[Pw_forum] Parallelization
vijaya subramanian
vijaya65 at hotmail.com
Wed Jun 12 16:24:32 CEST 2013
Hi
Thanks for your response. I am willing to accept help from anyone:)
Paolo had helped me earlier regarding parallelization-
I'll try what you said.
Vijaya
UNM
> From: ttduyle at gmail.com
> Date: Wed, 12 Jun 2013 10:14:11 -0400
> To: pw_forum at pwscf.org
> Subject: Re: [Pw_forum] Parallelization
>
> Just want to be clear, I am not Paolo !!!
>
> If you need more memory, you should not increase number of cores to a
> huge number. Instead, you can ask for more nodes but use less number
> of cores per node.
>
> For instant, you can ask for 16 nodes and use 6 cores per node. Check
> you environment, but it is highly that you need to use something like
> size = 192
> aprun -n 96 -N 6 pw.x ...
>
> If you regret to waste 1/2 node, check OPENMP for options.
>
>
> ----------------------------------------------------
> Duy Le
> Postdoctoral Associate
> Department of Physics
> University of Central Florida.
> Website: http://www.physics.ucf.edu/~dle
>
>
> On Tue, Jun 11, 2013 at 3:57 PM, vijaya subramanian
> <vijaya65 at hotmail.com> wrote:
> > Hi Paolo
> > I am running an scf calculation on gold slabs. I have somewhat limited
> > resources on a supercomputer
> > and would like to optimize my runs. (Cray XT5 with 9,408 compute nodes
> > interconnected with the SeaStar router through HyperTransport. The SeaStars
> > are all interconnected in a 3-D torus topology. It is a massively parallel
> > processing (MPP) machine.

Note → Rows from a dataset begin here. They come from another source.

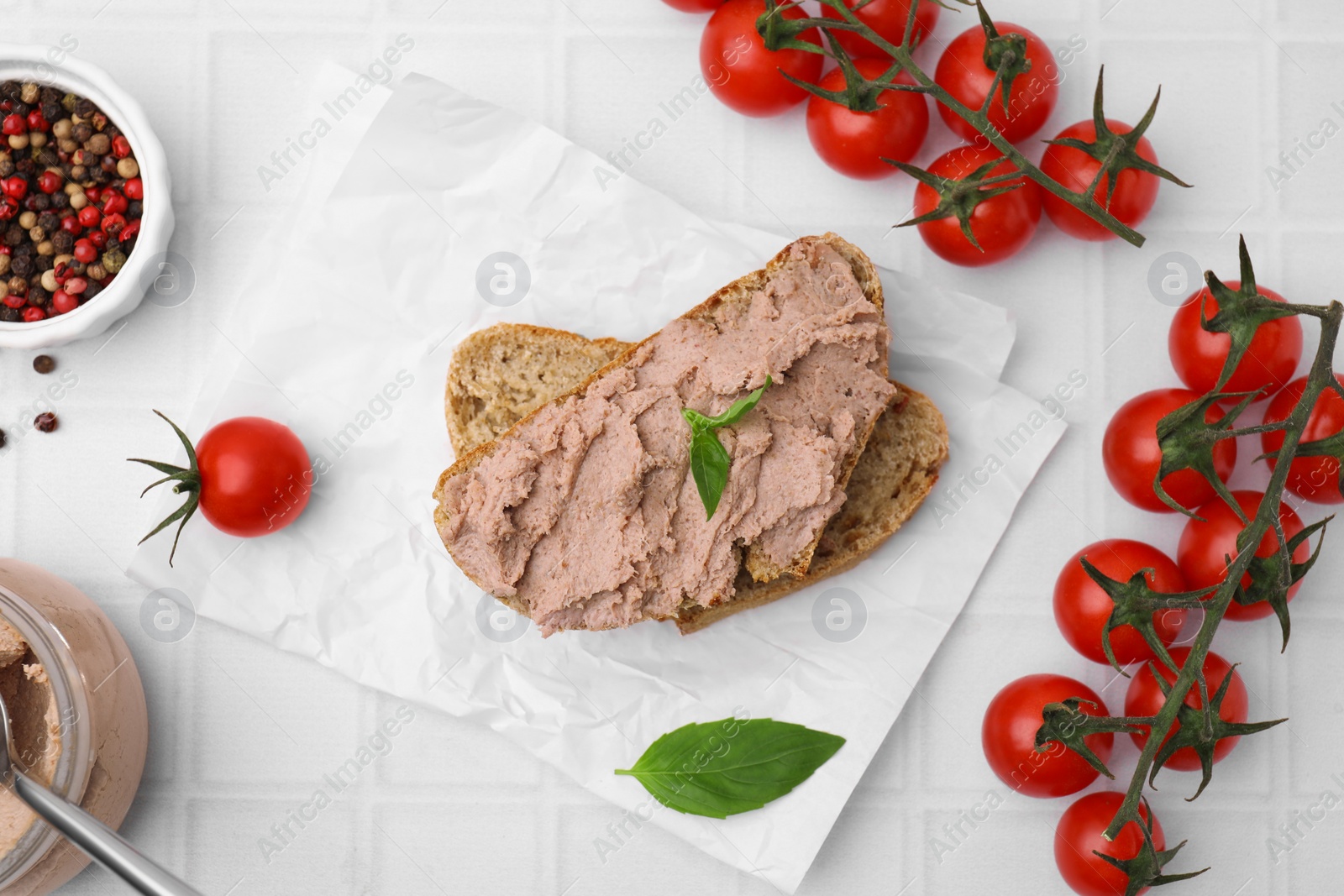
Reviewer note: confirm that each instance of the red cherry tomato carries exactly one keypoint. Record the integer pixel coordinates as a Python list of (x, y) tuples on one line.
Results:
[(889, 19), (1079, 835), (1200, 355), (696, 6), (1205, 544), (1001, 224), (1082, 607), (1008, 738), (1315, 479), (1136, 191), (255, 476), (1132, 458), (963, 73), (855, 143), (1146, 699), (743, 73)]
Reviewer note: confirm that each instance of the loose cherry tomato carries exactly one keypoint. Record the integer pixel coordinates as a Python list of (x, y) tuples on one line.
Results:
[(855, 143), (1001, 224), (1132, 458), (1146, 699), (1200, 355), (1079, 835), (1205, 544), (963, 73), (1082, 607), (743, 73), (1315, 479), (1136, 191), (889, 19), (1008, 738)]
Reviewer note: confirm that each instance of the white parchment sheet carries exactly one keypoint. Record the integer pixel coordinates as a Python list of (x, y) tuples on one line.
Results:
[(344, 331)]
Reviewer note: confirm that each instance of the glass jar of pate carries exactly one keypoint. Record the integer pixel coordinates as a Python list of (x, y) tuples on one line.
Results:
[(78, 716)]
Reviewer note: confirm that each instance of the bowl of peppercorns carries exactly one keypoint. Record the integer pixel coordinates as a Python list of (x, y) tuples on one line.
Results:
[(85, 211)]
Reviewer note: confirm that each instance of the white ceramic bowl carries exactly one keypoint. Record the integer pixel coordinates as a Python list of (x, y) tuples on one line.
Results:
[(58, 69)]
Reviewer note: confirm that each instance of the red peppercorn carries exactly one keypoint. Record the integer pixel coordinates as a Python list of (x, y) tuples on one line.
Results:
[(113, 203), (15, 187), (64, 301)]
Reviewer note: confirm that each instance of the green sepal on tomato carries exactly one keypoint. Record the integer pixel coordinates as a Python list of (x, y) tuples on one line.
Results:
[(1008, 736), (1227, 698), (1133, 457), (889, 19), (858, 143), (743, 73), (249, 476), (1315, 470), (1209, 540), (1084, 609), (1129, 864), (974, 207), (1023, 98)]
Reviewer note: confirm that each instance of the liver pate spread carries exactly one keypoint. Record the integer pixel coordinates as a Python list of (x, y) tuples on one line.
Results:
[(586, 513)]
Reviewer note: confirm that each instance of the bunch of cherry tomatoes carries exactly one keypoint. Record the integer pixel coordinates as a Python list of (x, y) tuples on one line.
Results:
[(1132, 457), (748, 78)]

Each compute node has two six-core 2.6 GHz AMD
> > Opterons for a total of 112,896 cores. All nodes have 16 Gbytes of DDR2
> > memory: 1.33 Gbytes of memory per core.)
> > A 54 gold atom slab scf calculation worked best with 120
> > processors/npool=2/ndiag=49/ntg6.
> > 240 processors and I get very good speed. 64 processors and I get an out of
> > memory issue.
> > When I use a larger unit cell I run into problems.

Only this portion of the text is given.